If BASSTrakk is right, the only angler not on the board is Randy Howell, who ironically told Brent Chapman earlier today that he had four keepers early.
DeFoe and Evers are each one shy of a limit, so they’ll be doing all they can to catch that fifth bass. After that, though, they each might rest their best areas in the hopes they’ll recharge and produce more bass tomorrow. And if those areas are small, I wouldn’t be surprised to see the two just sit on them and not fish, but keep other competitors away. They knew it would be tough today, and they’re well on their way to the semifinals unless several other all stars can make a jump.
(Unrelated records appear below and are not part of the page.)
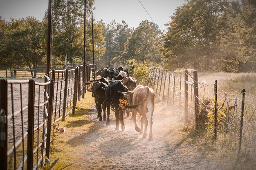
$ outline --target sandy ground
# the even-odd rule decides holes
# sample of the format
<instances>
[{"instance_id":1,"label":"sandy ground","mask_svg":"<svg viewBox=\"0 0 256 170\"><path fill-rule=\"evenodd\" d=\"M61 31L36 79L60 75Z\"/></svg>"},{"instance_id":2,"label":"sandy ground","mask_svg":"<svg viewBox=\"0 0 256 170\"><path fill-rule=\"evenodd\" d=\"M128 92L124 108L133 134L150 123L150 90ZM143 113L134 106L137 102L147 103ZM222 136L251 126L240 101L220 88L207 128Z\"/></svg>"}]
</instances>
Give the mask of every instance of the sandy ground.
<instances>
[{"instance_id":1,"label":"sandy ground","mask_svg":"<svg viewBox=\"0 0 256 170\"><path fill-rule=\"evenodd\" d=\"M99 121L97 118L94 105L92 108L88 120L106 126L105 121ZM82 158L76 160L76 164L73 166L81 169L227 169L223 165L213 161L211 156L194 149L180 163L192 145L187 142L185 133L179 130L183 122L166 105L156 105L153 141L148 140L149 128L147 138L143 138L135 131L130 117L126 117L124 131L121 126L119 131L115 130L115 117L111 112L110 126L74 134L69 140L68 144L79 147L77 154ZM139 119L138 115L139 127ZM157 166L156 159L160 160L163 166Z\"/></svg>"}]
</instances>

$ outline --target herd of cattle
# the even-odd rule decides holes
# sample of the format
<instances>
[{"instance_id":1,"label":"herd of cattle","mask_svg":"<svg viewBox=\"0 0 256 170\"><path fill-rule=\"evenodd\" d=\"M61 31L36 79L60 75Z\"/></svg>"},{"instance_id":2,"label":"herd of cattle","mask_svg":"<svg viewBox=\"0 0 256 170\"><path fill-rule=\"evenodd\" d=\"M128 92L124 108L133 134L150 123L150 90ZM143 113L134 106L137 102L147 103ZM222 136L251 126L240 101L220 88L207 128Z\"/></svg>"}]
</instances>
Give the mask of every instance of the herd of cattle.
<instances>
[{"instance_id":1,"label":"herd of cattle","mask_svg":"<svg viewBox=\"0 0 256 170\"><path fill-rule=\"evenodd\" d=\"M155 93L147 86L137 85L134 77L129 76L130 73L122 67L116 69L114 67L104 68L99 69L96 75L100 75L99 79L92 80L85 83L84 86L92 86L92 96L94 98L98 117L102 121L101 112L103 110L103 119L107 120L106 124L110 124L110 109L115 110L116 118L115 130L119 130L119 121L121 122L122 130L125 128L124 110L127 117L130 117L130 110L132 113L132 119L135 125L135 129L143 133L143 137L147 136L147 128L148 121L146 113L148 112L150 132L149 140L153 140L153 116L155 108ZM106 109L107 117L106 116ZM137 124L137 115L141 116L141 128ZM143 132L143 125L145 129Z\"/></svg>"}]
</instances>

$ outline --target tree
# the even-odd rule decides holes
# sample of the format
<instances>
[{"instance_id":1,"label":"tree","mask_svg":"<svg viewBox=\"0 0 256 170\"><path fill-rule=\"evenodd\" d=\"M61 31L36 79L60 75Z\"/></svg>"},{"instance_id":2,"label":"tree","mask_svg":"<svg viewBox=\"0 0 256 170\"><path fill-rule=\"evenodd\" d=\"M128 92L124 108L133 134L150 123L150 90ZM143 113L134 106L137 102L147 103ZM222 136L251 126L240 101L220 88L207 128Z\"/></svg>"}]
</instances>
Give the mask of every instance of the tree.
<instances>
[{"instance_id":1,"label":"tree","mask_svg":"<svg viewBox=\"0 0 256 170\"><path fill-rule=\"evenodd\" d=\"M166 66L216 70L221 38L230 28L226 0L191 0L176 9L164 37ZM218 67L218 66L217 67Z\"/></svg>"},{"instance_id":2,"label":"tree","mask_svg":"<svg viewBox=\"0 0 256 170\"><path fill-rule=\"evenodd\" d=\"M34 17L12 18L5 27L8 29L5 29L4 36L7 38L1 49L0 58L13 68L28 67L32 77L36 76L31 69L43 62L45 55L40 43L42 23Z\"/></svg>"},{"instance_id":3,"label":"tree","mask_svg":"<svg viewBox=\"0 0 256 170\"><path fill-rule=\"evenodd\" d=\"M140 23L128 38L125 43L125 50L129 51L131 59L142 63L159 63L162 44L159 31L152 22L146 20Z\"/></svg>"}]
</instances>

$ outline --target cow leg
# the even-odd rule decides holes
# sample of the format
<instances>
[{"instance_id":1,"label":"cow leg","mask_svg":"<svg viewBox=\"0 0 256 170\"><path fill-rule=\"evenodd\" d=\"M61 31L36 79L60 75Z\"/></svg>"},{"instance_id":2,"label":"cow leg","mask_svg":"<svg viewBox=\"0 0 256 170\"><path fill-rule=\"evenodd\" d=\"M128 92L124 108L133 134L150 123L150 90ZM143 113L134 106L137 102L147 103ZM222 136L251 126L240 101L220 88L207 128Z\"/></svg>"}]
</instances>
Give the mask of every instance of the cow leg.
<instances>
[{"instance_id":1,"label":"cow leg","mask_svg":"<svg viewBox=\"0 0 256 170\"><path fill-rule=\"evenodd\" d=\"M142 117L144 117L144 124L145 124L145 129L144 130L144 133L143 133L143 135L142 137L143 138L146 138L147 137L147 129L148 128L148 119L147 119L147 116L146 115L146 112L142 113Z\"/></svg>"},{"instance_id":2,"label":"cow leg","mask_svg":"<svg viewBox=\"0 0 256 170\"><path fill-rule=\"evenodd\" d=\"M115 115L116 117L116 130L119 130L119 109L118 109L118 105L115 104Z\"/></svg>"},{"instance_id":3,"label":"cow leg","mask_svg":"<svg viewBox=\"0 0 256 170\"><path fill-rule=\"evenodd\" d=\"M138 125L137 125L137 112L136 109L133 109L132 110L132 119L135 126L135 130L137 132L140 132L140 129L139 128Z\"/></svg>"},{"instance_id":4,"label":"cow leg","mask_svg":"<svg viewBox=\"0 0 256 170\"><path fill-rule=\"evenodd\" d=\"M110 104L108 102L107 102L107 103L106 104L106 106L105 106L105 107L106 106L107 107L107 114L108 115L108 118L107 118L106 125L107 126L108 126L108 125L109 125L110 124L109 115L110 114Z\"/></svg>"},{"instance_id":5,"label":"cow leg","mask_svg":"<svg viewBox=\"0 0 256 170\"><path fill-rule=\"evenodd\" d=\"M104 106L102 104L102 110L103 110L103 120L106 120L106 104Z\"/></svg>"},{"instance_id":6,"label":"cow leg","mask_svg":"<svg viewBox=\"0 0 256 170\"><path fill-rule=\"evenodd\" d=\"M150 131L149 132L149 136L148 137L148 140L152 141L153 140L153 133L152 133L152 125L153 125L153 112L154 112L154 107L153 105L149 106L148 108L149 111L149 126L150 127Z\"/></svg>"},{"instance_id":7,"label":"cow leg","mask_svg":"<svg viewBox=\"0 0 256 170\"><path fill-rule=\"evenodd\" d=\"M102 121L102 115L101 114L101 104L100 103L98 103L98 115L99 115L99 121Z\"/></svg>"},{"instance_id":8,"label":"cow leg","mask_svg":"<svg viewBox=\"0 0 256 170\"><path fill-rule=\"evenodd\" d=\"M121 107L119 107L119 116L121 118L121 128L122 128L122 130L124 131L125 129L125 126L124 126L124 109Z\"/></svg>"},{"instance_id":9,"label":"cow leg","mask_svg":"<svg viewBox=\"0 0 256 170\"><path fill-rule=\"evenodd\" d=\"M140 118L140 132L139 135L141 135L143 132L143 125L144 125L144 119L143 116L141 116Z\"/></svg>"},{"instance_id":10,"label":"cow leg","mask_svg":"<svg viewBox=\"0 0 256 170\"><path fill-rule=\"evenodd\" d=\"M97 102L97 101L96 101L96 100L94 100L94 101L95 102L95 106L96 107L96 111L98 113L98 115L97 116L97 117L99 117L99 106L98 106L98 105L99 105L99 104L98 102Z\"/></svg>"}]
</instances>

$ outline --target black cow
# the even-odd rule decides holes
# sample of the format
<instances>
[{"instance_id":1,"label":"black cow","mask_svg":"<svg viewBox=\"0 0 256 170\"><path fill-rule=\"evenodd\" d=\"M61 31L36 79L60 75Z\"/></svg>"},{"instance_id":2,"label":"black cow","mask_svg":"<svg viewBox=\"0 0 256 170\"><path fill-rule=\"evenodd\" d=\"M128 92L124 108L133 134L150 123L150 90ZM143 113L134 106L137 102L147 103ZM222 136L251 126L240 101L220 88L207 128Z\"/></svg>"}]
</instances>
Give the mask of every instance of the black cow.
<instances>
[{"instance_id":1,"label":"black cow","mask_svg":"<svg viewBox=\"0 0 256 170\"><path fill-rule=\"evenodd\" d=\"M123 109L120 107L119 101L120 99L124 98L124 95L119 93L118 91L127 92L128 88L125 86L120 81L112 82L108 85L106 89L106 99L104 101L103 106L104 106L106 102L108 102L110 104L112 104L115 108L115 115L116 117L116 128L115 130L119 130L119 120L121 121L122 130L124 130L125 127L124 126L124 116ZM107 118L107 125L110 124L109 113L107 113L108 117Z\"/></svg>"},{"instance_id":2,"label":"black cow","mask_svg":"<svg viewBox=\"0 0 256 170\"><path fill-rule=\"evenodd\" d=\"M95 101L97 101L96 106L98 108L98 116L99 117L99 121L102 121L102 116L101 115L101 105L103 102L106 99L105 95L105 89L108 87L108 84L100 82L97 83L94 86L94 90L92 92L92 95L94 97ZM104 120L106 120L106 107L103 106L103 119ZM107 112L110 113L109 110L110 107L108 105L107 107Z\"/></svg>"}]
</instances>

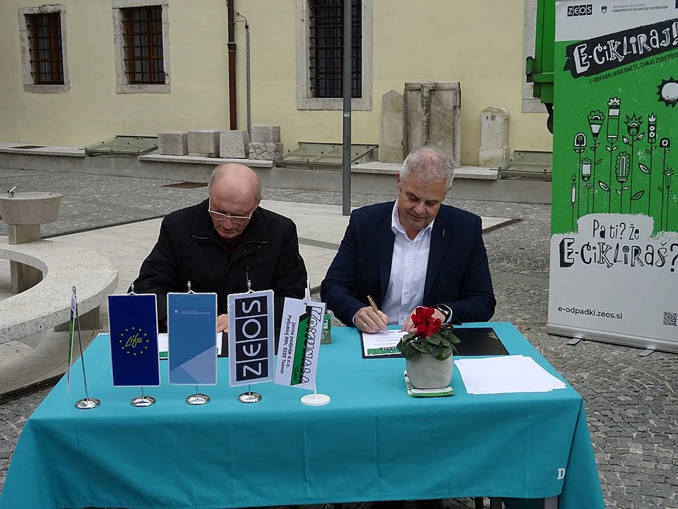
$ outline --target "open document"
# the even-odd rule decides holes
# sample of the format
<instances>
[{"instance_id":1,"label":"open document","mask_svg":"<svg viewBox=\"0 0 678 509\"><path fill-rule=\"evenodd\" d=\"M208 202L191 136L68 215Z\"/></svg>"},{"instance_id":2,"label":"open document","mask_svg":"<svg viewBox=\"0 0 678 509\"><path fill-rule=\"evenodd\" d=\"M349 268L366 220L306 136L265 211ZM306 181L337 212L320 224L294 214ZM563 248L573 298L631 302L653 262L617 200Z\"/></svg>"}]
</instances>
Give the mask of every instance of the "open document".
<instances>
[{"instance_id":1,"label":"open document","mask_svg":"<svg viewBox=\"0 0 678 509\"><path fill-rule=\"evenodd\" d=\"M454 363L469 394L548 392L565 388L562 380L525 356L457 359Z\"/></svg>"},{"instance_id":2,"label":"open document","mask_svg":"<svg viewBox=\"0 0 678 509\"><path fill-rule=\"evenodd\" d=\"M400 352L396 345L406 334L401 330L387 330L374 334L362 332L362 356L365 358L400 356Z\"/></svg>"}]
</instances>

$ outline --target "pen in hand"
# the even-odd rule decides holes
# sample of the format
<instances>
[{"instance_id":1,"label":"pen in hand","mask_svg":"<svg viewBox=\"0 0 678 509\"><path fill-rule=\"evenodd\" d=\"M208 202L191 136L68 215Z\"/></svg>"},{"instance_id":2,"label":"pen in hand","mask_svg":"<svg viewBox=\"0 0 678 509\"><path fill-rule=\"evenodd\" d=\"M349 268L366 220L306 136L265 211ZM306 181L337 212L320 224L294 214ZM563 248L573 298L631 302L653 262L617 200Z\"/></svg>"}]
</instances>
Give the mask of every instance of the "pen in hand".
<instances>
[{"instance_id":1,"label":"pen in hand","mask_svg":"<svg viewBox=\"0 0 678 509\"><path fill-rule=\"evenodd\" d=\"M376 307L376 303L374 302L374 299L373 299L370 296L367 296L367 302L369 303L369 306L372 308L374 314L376 315L376 316L379 317L381 319L381 321L384 324L383 325L378 326L379 329L381 331L386 330L386 322L385 319L383 317L383 313L379 311L379 308Z\"/></svg>"},{"instance_id":2,"label":"pen in hand","mask_svg":"<svg viewBox=\"0 0 678 509\"><path fill-rule=\"evenodd\" d=\"M369 305L372 307L372 309L374 310L374 312L379 313L379 310L376 307L376 304L374 303L374 299L373 299L369 296L367 296L367 302L369 303Z\"/></svg>"}]
</instances>

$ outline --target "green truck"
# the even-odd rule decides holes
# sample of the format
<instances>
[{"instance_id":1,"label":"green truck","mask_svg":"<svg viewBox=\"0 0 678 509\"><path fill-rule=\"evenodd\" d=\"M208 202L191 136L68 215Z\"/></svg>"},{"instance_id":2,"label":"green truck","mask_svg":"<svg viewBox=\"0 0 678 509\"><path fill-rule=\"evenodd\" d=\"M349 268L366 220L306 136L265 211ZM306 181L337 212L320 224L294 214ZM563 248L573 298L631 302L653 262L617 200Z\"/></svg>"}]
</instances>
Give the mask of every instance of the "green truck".
<instances>
[{"instance_id":1,"label":"green truck","mask_svg":"<svg viewBox=\"0 0 678 509\"><path fill-rule=\"evenodd\" d=\"M525 62L528 83L534 83L534 96L549 112L546 125L553 134L553 63L556 39L556 1L537 0L535 54Z\"/></svg>"}]
</instances>

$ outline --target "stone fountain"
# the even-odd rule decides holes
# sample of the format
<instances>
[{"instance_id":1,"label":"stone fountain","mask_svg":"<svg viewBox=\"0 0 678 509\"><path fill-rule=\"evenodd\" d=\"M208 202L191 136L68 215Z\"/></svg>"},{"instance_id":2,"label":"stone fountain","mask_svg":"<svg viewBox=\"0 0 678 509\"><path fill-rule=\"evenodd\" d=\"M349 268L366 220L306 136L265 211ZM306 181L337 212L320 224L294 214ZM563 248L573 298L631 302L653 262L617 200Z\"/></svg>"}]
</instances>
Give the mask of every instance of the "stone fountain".
<instances>
[{"instance_id":1,"label":"stone fountain","mask_svg":"<svg viewBox=\"0 0 678 509\"><path fill-rule=\"evenodd\" d=\"M40 225L59 218L62 195L54 192L16 192L16 187L0 194L0 218L7 223L8 242L25 244L40 240ZM42 273L18 262L10 262L12 292L18 293L42 281Z\"/></svg>"}]
</instances>

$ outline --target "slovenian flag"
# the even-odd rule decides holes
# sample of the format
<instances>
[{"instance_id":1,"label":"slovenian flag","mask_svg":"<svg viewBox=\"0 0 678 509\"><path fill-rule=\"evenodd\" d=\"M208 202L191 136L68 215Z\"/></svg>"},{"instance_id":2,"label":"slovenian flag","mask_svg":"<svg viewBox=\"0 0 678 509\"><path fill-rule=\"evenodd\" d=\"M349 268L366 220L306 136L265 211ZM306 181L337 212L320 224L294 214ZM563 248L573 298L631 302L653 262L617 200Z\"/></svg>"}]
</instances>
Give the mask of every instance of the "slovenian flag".
<instances>
[{"instance_id":1,"label":"slovenian flag","mask_svg":"<svg viewBox=\"0 0 678 509\"><path fill-rule=\"evenodd\" d=\"M160 385L155 296L109 296L108 320L113 385Z\"/></svg>"}]
</instances>

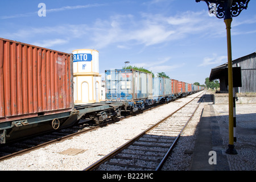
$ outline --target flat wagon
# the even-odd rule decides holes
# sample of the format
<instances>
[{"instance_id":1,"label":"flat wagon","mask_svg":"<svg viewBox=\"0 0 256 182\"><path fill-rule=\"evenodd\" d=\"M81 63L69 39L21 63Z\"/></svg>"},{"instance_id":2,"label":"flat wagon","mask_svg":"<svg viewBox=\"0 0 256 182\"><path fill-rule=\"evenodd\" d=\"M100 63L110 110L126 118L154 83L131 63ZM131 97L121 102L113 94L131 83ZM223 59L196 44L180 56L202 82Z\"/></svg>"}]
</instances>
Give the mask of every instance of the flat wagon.
<instances>
[{"instance_id":1,"label":"flat wagon","mask_svg":"<svg viewBox=\"0 0 256 182\"><path fill-rule=\"evenodd\" d=\"M72 125L72 65L71 54L0 38L1 143Z\"/></svg>"}]
</instances>

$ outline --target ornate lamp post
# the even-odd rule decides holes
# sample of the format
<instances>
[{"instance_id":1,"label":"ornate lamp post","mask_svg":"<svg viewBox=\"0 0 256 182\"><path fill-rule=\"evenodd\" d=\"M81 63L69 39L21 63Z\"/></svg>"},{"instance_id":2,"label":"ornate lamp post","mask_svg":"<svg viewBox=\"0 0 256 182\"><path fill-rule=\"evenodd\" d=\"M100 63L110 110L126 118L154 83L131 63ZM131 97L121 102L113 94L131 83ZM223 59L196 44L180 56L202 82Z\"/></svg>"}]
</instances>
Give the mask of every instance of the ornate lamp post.
<instances>
[{"instance_id":1,"label":"ornate lamp post","mask_svg":"<svg viewBox=\"0 0 256 182\"><path fill-rule=\"evenodd\" d=\"M233 99L232 56L231 52L231 22L232 18L237 16L243 9L246 9L250 0L196 0L196 2L204 1L208 6L209 14L214 14L218 18L224 18L226 24L227 44L228 44L228 84L229 84L229 148L226 153L237 154L234 149L234 133L236 136L236 121L234 121L234 108L236 102Z\"/></svg>"}]
</instances>

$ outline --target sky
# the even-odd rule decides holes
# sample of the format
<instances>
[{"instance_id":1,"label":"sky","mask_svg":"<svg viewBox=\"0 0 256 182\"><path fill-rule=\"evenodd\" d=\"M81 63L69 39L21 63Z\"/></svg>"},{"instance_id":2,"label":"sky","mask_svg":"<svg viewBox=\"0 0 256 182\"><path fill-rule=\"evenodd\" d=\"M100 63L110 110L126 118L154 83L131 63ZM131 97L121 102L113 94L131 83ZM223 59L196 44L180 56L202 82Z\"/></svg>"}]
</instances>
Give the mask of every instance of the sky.
<instances>
[{"instance_id":1,"label":"sky","mask_svg":"<svg viewBox=\"0 0 256 182\"><path fill-rule=\"evenodd\" d=\"M251 0L233 18L232 60L256 52L255 7ZM195 0L1 0L0 37L66 53L96 49L103 76L129 61L204 84L228 62L224 19Z\"/></svg>"}]
</instances>

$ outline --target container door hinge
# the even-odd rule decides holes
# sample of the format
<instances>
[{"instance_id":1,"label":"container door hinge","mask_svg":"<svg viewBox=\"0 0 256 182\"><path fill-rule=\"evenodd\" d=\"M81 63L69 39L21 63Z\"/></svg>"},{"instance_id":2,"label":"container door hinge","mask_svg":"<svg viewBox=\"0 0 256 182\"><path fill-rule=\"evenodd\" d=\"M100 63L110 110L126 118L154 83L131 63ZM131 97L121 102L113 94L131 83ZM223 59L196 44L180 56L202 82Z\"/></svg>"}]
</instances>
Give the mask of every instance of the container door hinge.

Kevin VanDam is the picture of concentration as he cranks a deep point on Lake Shelbyville, hunting for his first keeper. That concentration pays off as he catches a solid fish at the mouth of a cove. Kevin says the fish will go 2 3/4 pounds. I can tell from two long casts away that he's relieved to get rid of his goose egg.
After Aaron Martens left his railroad bridge for parts unknown, Steve Bowman and I drove downlake to Opossum Cove, where KVD was rumored to be fishing. He had just left when he arrived, but we stopped for a chat and a few photos of Terry Scroggins. Scroggins told me at the briefing last night that the fishing is so tough at Shelbyville right now, "There'll probably be three or four guys who zero tomorrow. And I'm likely to be one of them." Fortunately for him, the second part of that prediction isn't going to prove true. He had two bites this morning, one of them a keeper.
Scroggins left and VanDam roared by, so we pulled into his wake and chased him several miles back uplake to the point where he's now cranking. Ten casts later he caught that heavy (comparatively speaking) bass. He immediately thanked Bowman for bringing him good luck. That lone fish should move him up the leaderboard. VanDam just now skiied in a non-keeper. He's definitely around fish. Whether there are more 14-inchers to be caught, we'll stick around to see.
We've just witnessed our first fish catch; unfortunately for Edwin Evers, it was short. But it was a bass!
Observers are talking of big muskies, pike, walleye and crappie, but the consensus on bass is that this lake can be fickle.
Evers is working the exact same waters Faircloth did less than an hour ago. Maybe he can make it pay off.